Beschreibung der Wandertour

(S/Z) Wir starten an der Übersichtstafel am Klosterbrunnen-Teich und wandern zwischen Teich und Kleingartenanlage auf einem unbefestigten Weg unter den Zweigen von Hainbuchen, die mit den gegenüberliegenden Eichen- und Ahornzweigen ein fast geschlossenes Laubdach bilden, hindurch in das Waldgebiet, das Paradies genannt wird. An der ersten Möglichkeit biegen wir links ab und halten uns dann immer geradeaus, die Wege von rechts und links kommend ignorierend.

(1) Wir folgen dem Weg in ein Rechtskurve und biegen die nächste Möglichkeit links ab. Auf der Pünsdorfer Straße geht es nach rechts. Wir wandern dann nach links die alte Gutsallee des ehemaligen Gutes Pünstorf entlang, die die Verbindung zur B77 herstellte. An schmucken Eigenheimen vorbei wandern wir über einen Wendeplatz und über den folgenden Waldrandweg.

(2) Der Markierung folgend geht es nach rechts zu den Fischteichen, die für die Amphibien der umliegenden Wälder als wichtige Laichplätze gelten. Hinter den Fischteichen biegen wir links und sofort wieder links ab.

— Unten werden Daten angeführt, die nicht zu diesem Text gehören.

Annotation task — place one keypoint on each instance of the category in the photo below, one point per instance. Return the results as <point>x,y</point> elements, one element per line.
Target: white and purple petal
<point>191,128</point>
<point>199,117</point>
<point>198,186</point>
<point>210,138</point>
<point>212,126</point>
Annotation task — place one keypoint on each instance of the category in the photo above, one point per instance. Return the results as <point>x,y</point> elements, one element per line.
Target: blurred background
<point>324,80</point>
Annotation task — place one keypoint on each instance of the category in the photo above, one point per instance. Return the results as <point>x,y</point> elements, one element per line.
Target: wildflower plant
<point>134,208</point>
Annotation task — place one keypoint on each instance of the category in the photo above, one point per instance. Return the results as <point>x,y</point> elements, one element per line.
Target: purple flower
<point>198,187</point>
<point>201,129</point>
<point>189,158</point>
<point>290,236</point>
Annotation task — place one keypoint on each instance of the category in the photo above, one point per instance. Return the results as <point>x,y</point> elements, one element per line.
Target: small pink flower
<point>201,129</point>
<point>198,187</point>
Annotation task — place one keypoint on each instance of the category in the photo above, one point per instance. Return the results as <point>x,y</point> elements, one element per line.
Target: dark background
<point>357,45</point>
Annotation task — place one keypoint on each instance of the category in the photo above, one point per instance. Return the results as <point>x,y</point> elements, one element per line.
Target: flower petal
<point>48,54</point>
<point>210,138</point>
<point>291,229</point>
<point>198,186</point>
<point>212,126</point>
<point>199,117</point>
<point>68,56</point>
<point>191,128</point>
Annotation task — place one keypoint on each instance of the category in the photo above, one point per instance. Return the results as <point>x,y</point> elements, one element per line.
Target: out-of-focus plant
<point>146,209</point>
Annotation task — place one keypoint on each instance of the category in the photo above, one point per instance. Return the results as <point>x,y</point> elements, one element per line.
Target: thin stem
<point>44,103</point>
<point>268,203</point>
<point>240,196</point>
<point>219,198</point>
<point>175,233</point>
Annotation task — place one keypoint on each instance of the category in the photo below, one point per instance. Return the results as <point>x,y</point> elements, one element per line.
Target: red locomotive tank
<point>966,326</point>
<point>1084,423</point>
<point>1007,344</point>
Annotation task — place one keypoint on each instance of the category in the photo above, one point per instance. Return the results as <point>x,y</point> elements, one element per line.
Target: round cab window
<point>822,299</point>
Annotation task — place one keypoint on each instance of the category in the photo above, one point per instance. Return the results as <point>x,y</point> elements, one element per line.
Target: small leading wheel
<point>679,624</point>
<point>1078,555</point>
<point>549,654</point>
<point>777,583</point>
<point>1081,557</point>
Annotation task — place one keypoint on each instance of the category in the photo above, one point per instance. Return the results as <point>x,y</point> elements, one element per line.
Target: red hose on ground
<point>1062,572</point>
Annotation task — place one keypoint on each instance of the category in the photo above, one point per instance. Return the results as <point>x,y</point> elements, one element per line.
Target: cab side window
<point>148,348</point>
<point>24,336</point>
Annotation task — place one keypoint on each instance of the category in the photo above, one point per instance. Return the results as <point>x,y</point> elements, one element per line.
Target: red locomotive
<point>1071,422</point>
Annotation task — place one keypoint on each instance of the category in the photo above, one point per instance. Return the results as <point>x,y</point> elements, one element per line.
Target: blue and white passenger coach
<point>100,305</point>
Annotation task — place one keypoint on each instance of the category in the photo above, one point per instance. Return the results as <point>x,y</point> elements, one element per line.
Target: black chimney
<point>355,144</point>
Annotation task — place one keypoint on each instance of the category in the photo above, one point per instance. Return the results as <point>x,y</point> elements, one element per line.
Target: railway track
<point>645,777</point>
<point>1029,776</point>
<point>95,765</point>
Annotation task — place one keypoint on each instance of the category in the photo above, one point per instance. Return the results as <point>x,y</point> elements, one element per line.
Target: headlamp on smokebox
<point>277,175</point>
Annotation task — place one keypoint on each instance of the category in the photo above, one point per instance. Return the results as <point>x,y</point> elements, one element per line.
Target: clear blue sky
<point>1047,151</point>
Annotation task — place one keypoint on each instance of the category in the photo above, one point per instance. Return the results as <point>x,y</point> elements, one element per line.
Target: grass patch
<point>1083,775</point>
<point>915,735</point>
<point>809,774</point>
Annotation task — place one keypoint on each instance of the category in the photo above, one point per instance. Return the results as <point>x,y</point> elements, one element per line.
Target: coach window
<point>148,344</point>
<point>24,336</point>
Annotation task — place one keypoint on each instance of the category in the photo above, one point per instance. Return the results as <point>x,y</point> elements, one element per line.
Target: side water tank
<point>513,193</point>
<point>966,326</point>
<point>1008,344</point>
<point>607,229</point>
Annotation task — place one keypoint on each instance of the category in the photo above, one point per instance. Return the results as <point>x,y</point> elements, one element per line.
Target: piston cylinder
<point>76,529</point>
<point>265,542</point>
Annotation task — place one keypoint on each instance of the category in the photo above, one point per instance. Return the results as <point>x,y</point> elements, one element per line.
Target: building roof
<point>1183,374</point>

(3) Über herrliche Waldwege kommen wir, indem wir dem Weg nach rechts folgen, vorbei am Stormsteich und kreuzen die ehemalige Bahnstrecke Itzehoe – Wrist.

(4) Weiter geht es nach rechts in die zum Staatsforst Barlohe gehörende Waldfläche Halloh. Dort machen wir einen kleinen Rundgang, halten uns an der ersten Möglichkeit rechts, zweite links und dann wieder links und haben dann unsere Rundtour beendet. Anschließend folgen wir einer Asphaltstraße in Richtung Ottenbüttel, einem modernen Dorf, das noch viele alte Bauernhöfe, teilweise mit Reet gedeckt, aufweisen kann.

(5) Kurz vor Ottenbüttel biegen wir links ab, es geht auf Wirtschaftswegen nochmals links zur Alten Landstraße.

(6) Wir verlassen die Straße am Wasserwerk nach links und biegen hinter der Kleingartenanlage rechts und dann die nächste links ab.

(7) An Tegelhörner Siedlungshäusern vorbei geht es zum Sportplatz der Ernst-Moritz-Arndt-Schule. Hinter dem Sportplatz biegen wir rechts ab.

(8) Nachdem wir die Pünstorfer Straße überquert haben, biegen wir rechts ab in die Kleingartenanlage Klosterbrunnen. Wir wandern durch die Anlage und erreichen, vorbei am Schwimmzentrum Itzehoe mit Hallenbad, Freibad, Sauna und Hüttendorf unseren Ausgangspunkt. Bei geschlossener Gartenanlage erreichen wir unser Ziel auch über die Sihistraße und die Alte Landstraße (S/Z).

Wegpunkte

  1. S/Z : km 0 - alt. 27 m - Klosterbrunnen-Teich
  2. 1 : km 1.02 - alt. 59 m - Rechtskurve
  3. 2 : km 2.12 - alt. 57 m - Rechts, Fischteiche
  4. 3 : km 4.2 - alt. 32 m - Stormsteich
  5. 4 : km 5.56 - alt. 23 m - Waldfläche Halloh
  6. 5 : km 8.52 - alt. 15 m - Wirtschaftsweg, links
  7. 6 : km 11.7 - alt. 47 m - Wasserwerk
  8. 7 : km 12.67 - alt. 52 m - Sportplatz Ernst-Moritz-Arndt-Schule
  9. 8 : km 12.99 - alt. 45 m - Pünstorfer Straße
  10. S/Z : km 14.29 - alt. 27 m - Klosterbrunnen-Teich

Hinweise

Einen Besuch wert

Klosterbrunnen-Teich (S/Z)

Pünstorf (1)
Pünstorf ist ursprünglich als Dorf entstanden und als solches erstmals in einer Urkunde von 1336 genannt. Der Ortsname leitet sich vermutlich von einem Personennamen ab („Dorf des *Pūni“). In den nächsten Jahrzehnten wurde das Dorf vollständig vom Kloster Itzehoe erworben und zwischen 1435 (letzte überlieferte Nennung als Dorf) und 1526 (erste überlieferte Erwähnung als Gutsbetrieb) „gelegt“, das heißt die Bauernstellen wurden
eingezogen und anstelle ihrer das Gebiet einheitlich bewirtschaftet. Ab 1938 Jahren wurden auf dem zum Gut Pünstorf gehörenden Gebiet erste Straßenzüge angelegt. Infolge der Flüchtlingsströme während des Zweiten Weltkrieges entstand dann in den 1940er und 1950er Jahren ein ganzer Stadtteil, der größtenteils auf Pünstorfer Gebiet lag. Der neue Stadtteil erhielt 1949 offiziell den Namen Tegelhörn – an Pünstorf und die
Gutswirtschaft erinnern heute noch die Straßennamen Pünstorfer Straße und Schäferkoppel.